Sultan Amir Ahmad Bathhouse (Persian: حمام سلطان امیر احمد, romanized: Hammam-e Sultan Amir Ahmad), a traditional public bathhouse (hammam) built during the Safavid period in the 16th century. It is also known as the Bathhouse of Qasemi, and it is a rare example of Persian architecture and decoration. This historic bathhouse (hammam) is located in Kashan, Iran; the bathhouse, however, was destroyed as a result of an earthquake in 1778 and renovated during the Qajar period. The bathhouse is named after Sultan Amir Ahmad of Imamzadeh, whose mausoleum is nearby. This magnificent building, distinguished by vaulted ceilings, exquisite mosaics, and paintings, is one of the most beautiful and best-preserved historic bathhouses in Iran today. The bathhouse was designated a national heritage site by Iran’s Department of Cultural Heritage in 1956 and is named after Imamzadeh Sultan Amir Ahmad. In the past, the five elements required for each city were the mosque, the bazaar, the building, the bathhouse, and the cistern. As a consequence, one of the key parts of Kashan was considered to be Sultan Amir Ahmad Bathhouse. Evidence has shown that the building of this bathhouse dates back to the Seljuq Dynasty, although some people claim that what we now see as the Sultan Amir Ahmad Bathhouse was originally constructed over the remains of the previous bathhouse that was ruined by an earthquake in the Qajar Dynasty. This house was constructed lower than ground level and in the soil by experienced builders of the past as it had to preserve the warmth inside. Consequently, it would save a massive amount of electricity.
The roof domes and the interior decorations, brickwork & tilework
With an area of around 1000 square meters, the Sultan Amir Ahmad Bathhouse consists of two main parts: the sarbineh (dressing hall) and the garmkhaneh hall (hot bathing hall). The bathhouse is built like a wide octagonal hall with an octagonal pool in the center, surrounded by eight pillars separating its sitting area from the outside. However, this is not the main bathing place, rather the dressing room or Sarbineh, where bathers were lounging and socializing. Bathhouses have played a significant role in the social lives of Iranians since ancient times, and they still do so today. Bathhouses are not only meant for cleansing and relaxing but even for gathering, meeting gossip, and even praying. The Sultan Amir Ahmad Bathhouse’s main washing area, or Garmkhaneh, contains many private hot baths. The Garmkhaneh is connected by a corridor with several turns to the Sarbineh to reduce the exchange of heat and humidity between the two areas.
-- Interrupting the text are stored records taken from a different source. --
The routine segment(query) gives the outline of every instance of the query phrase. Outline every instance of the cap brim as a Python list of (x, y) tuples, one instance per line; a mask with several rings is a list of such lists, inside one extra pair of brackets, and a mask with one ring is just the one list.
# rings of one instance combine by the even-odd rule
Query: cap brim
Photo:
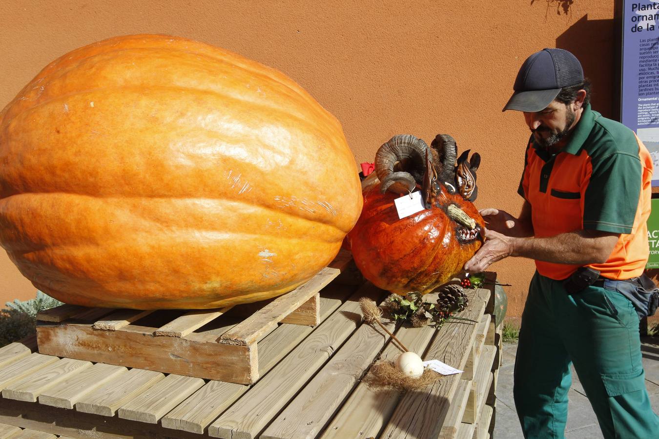
[(517, 110), (518, 111), (540, 111), (547, 108), (558, 93), (559, 88), (553, 88), (549, 90), (530, 90), (528, 91), (518, 91), (513, 94), (508, 103), (501, 111), (506, 110)]

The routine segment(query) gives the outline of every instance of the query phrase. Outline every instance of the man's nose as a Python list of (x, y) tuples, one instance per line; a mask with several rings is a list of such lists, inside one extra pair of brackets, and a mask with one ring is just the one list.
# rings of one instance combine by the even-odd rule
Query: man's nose
[(536, 130), (540, 126), (541, 122), (538, 118), (536, 117), (535, 113), (525, 113), (524, 118), (526, 120), (527, 125), (531, 130)]

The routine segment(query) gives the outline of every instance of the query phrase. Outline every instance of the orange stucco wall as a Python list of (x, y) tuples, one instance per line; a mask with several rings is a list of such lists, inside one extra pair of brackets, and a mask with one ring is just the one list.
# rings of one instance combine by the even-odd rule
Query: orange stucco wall
[[(0, 2), (0, 107), (76, 47), (129, 34), (194, 38), (295, 80), (342, 122), (356, 163), (372, 161), (395, 134), (428, 142), (451, 134), (461, 151), (482, 157), (477, 206), (517, 213), (529, 132), (520, 114), (501, 109), (523, 60), (546, 47), (573, 51), (594, 84), (594, 107), (616, 113), (614, 1), (569, 3), (7, 0)], [(492, 269), (513, 284), (509, 314), (519, 315), (532, 263), (509, 259)], [(34, 292), (3, 251), (0, 305)]]

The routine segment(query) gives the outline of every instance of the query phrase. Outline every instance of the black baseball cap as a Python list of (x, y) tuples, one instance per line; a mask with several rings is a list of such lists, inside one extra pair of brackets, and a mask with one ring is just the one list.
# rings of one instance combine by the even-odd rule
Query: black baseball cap
[(562, 49), (543, 49), (524, 61), (513, 86), (515, 93), (502, 111), (540, 111), (561, 88), (583, 80), (583, 69), (576, 57)]

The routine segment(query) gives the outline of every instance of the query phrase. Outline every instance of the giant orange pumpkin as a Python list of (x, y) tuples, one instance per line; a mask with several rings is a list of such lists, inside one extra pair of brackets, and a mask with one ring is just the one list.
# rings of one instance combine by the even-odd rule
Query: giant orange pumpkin
[(339, 122), (279, 72), (200, 42), (111, 38), (0, 113), (0, 242), (61, 301), (209, 308), (290, 291), (362, 207)]
[[(451, 136), (438, 135), (432, 147), (401, 135), (380, 148), (378, 178), (364, 180), (364, 208), (348, 234), (364, 276), (394, 293), (432, 292), (462, 271), (482, 244), (484, 222), (471, 202), (480, 155), (469, 163), (465, 151), (456, 166)], [(417, 190), (426, 209), (399, 218), (394, 200)]]

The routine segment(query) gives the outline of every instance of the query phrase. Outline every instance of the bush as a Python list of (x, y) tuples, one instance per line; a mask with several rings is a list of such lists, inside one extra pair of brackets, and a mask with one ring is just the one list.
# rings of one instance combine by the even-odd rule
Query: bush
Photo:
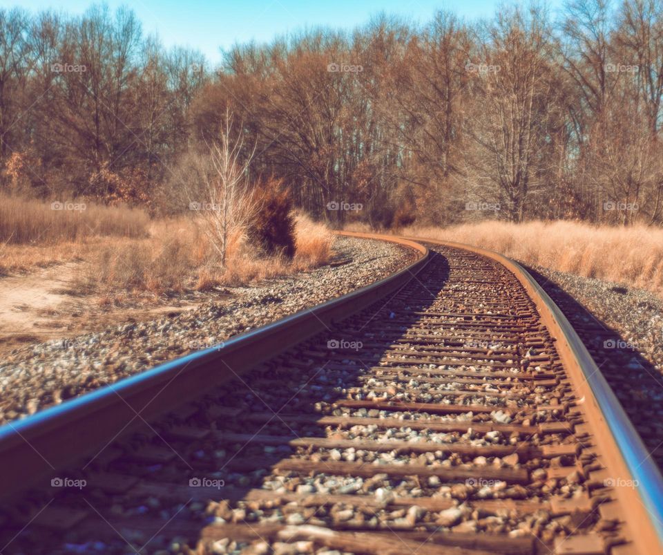
[(257, 214), (249, 223), (249, 241), (260, 254), (291, 258), (295, 255), (295, 218), (289, 191), (280, 180), (260, 181), (253, 198)]

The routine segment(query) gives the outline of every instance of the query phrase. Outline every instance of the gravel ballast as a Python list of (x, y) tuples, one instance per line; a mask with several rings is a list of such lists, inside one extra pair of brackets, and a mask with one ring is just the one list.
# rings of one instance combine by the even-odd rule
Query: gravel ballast
[(339, 237), (347, 263), (233, 288), (227, 302), (209, 301), (174, 317), (128, 323), (12, 351), (0, 362), (0, 423), (149, 369), (192, 351), (309, 308), (374, 283), (414, 260), (410, 249)]
[(578, 332), (663, 469), (663, 299), (624, 284), (528, 270)]

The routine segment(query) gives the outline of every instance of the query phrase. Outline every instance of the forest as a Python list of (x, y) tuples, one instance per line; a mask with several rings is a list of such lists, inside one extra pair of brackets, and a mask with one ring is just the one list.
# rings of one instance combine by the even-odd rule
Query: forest
[(128, 8), (1, 10), (0, 189), (176, 215), (225, 144), (249, 187), (334, 227), (660, 226), (662, 92), (660, 0), (379, 15), (218, 66)]

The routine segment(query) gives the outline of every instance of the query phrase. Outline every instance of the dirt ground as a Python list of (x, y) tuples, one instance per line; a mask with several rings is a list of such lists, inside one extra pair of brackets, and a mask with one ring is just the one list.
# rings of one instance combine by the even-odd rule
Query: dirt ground
[[(79, 262), (0, 277), (0, 357), (26, 344), (65, 339), (113, 325), (175, 315), (200, 303), (176, 299), (110, 299), (81, 290)], [(209, 294), (206, 295), (209, 298)]]

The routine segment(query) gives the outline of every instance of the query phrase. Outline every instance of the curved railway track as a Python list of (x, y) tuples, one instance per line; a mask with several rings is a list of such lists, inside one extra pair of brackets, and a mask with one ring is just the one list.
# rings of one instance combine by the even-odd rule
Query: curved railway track
[(546, 294), (398, 241), (390, 278), (0, 429), (0, 552), (663, 552), (660, 474)]

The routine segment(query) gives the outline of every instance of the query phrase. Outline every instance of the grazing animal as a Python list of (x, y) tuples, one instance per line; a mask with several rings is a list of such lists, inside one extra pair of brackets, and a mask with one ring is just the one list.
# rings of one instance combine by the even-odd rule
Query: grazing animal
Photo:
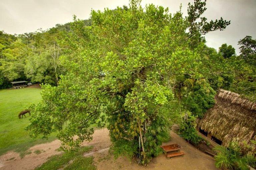
[(28, 112), (28, 113), (29, 114), (29, 115), (30, 116), (31, 115), (31, 114), (30, 114), (30, 110), (28, 110), (28, 109), (26, 109), (25, 110), (23, 110), (23, 111), (21, 111), (20, 112), (20, 113), (19, 113), (19, 115), (18, 116), (18, 117), (19, 117), (19, 118), (20, 118), (20, 115), (21, 115), (22, 116), (22, 118), (23, 118), (23, 115), (24, 115), (24, 116), (25, 116), (25, 117), (26, 117), (26, 116), (25, 116), (25, 114), (26, 113), (27, 113)]

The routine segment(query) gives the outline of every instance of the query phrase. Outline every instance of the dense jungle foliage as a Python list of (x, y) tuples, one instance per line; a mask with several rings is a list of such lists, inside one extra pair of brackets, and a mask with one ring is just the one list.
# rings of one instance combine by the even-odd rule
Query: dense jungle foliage
[(47, 30), (1, 32), (0, 87), (44, 85), (42, 102), (31, 107), (32, 136), (59, 132), (68, 149), (91, 140), (97, 123), (110, 130), (116, 156), (147, 164), (162, 152), (172, 123), (193, 133), (191, 120), (213, 105), (220, 88), (256, 99), (256, 40), (238, 40), (239, 56), (226, 44), (207, 47), (203, 35), (230, 22), (208, 22), (206, 5), (195, 0), (184, 17), (131, 0)]

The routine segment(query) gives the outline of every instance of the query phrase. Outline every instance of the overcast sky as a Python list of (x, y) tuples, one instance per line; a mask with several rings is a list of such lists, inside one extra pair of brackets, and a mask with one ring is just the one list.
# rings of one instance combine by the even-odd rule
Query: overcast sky
[[(192, 0), (142, 0), (142, 4), (153, 3), (169, 8), (171, 13), (179, 10), (187, 14), (187, 4)], [(45, 30), (57, 24), (72, 20), (73, 15), (82, 19), (88, 19), (91, 9), (102, 11), (117, 6), (129, 5), (129, 0), (0, 0), (0, 30), (17, 34)], [(218, 50), (227, 43), (239, 53), (237, 42), (246, 35), (256, 39), (256, 0), (208, 0), (204, 16), (215, 20), (222, 17), (231, 20), (225, 30), (207, 35), (207, 45)]]

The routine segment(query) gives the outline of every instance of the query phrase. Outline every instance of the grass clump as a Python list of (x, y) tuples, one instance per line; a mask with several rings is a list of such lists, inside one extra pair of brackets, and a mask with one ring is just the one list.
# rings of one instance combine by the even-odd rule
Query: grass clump
[(93, 164), (93, 158), (83, 156), (84, 153), (90, 151), (92, 148), (92, 147), (81, 147), (63, 154), (53, 155), (36, 169), (96, 169), (96, 167)]

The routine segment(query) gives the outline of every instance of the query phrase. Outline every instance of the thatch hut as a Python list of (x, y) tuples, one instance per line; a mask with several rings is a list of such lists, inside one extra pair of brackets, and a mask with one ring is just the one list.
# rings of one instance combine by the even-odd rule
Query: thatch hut
[[(200, 132), (227, 147), (230, 141), (242, 146), (244, 141), (248, 143), (251, 140), (256, 140), (256, 103), (223, 89), (218, 91), (215, 99), (213, 107), (198, 120)], [(253, 147), (256, 148), (255, 145)], [(247, 152), (245, 147), (242, 149)]]

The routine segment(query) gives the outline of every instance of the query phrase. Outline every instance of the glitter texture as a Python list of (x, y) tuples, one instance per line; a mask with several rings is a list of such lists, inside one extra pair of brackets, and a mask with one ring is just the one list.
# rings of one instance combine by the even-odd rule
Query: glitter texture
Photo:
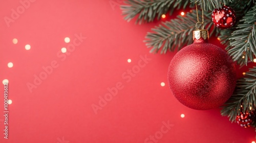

Sultan Amir Ahmad Bathhouse’s superb architecture is too impressive to be overlooked. The distinguishing features include artistic architecture made of lime, turquoise, and golden tiling, seven-layer fascia, and anaglyph engraving. Arch-like ceilings, eye-catching mosaics, and gorgeous paintings on the walls are other wonderful features. Moreover, it is easy to spot bright glasses on the ceiling or the wall holes. The bathhouse roof is constructed of several domes containing convex glasses to provide the bathhouse with adequate lighting while concealing it from the outside. The bathhouse phenomenon has existed since pre-Islamic days in Iran. Ritual purity by washing one’s body became a prerequisite of religious life after the population converted to Islam, and bathing became an integral part of life. Thousands of bathhouses once existed throughout the country. In recent years, their popularity has diminished, as most modern homes have showers and baths now. The few remaining public bathhouses in Iran now attract only day laborers and visitors.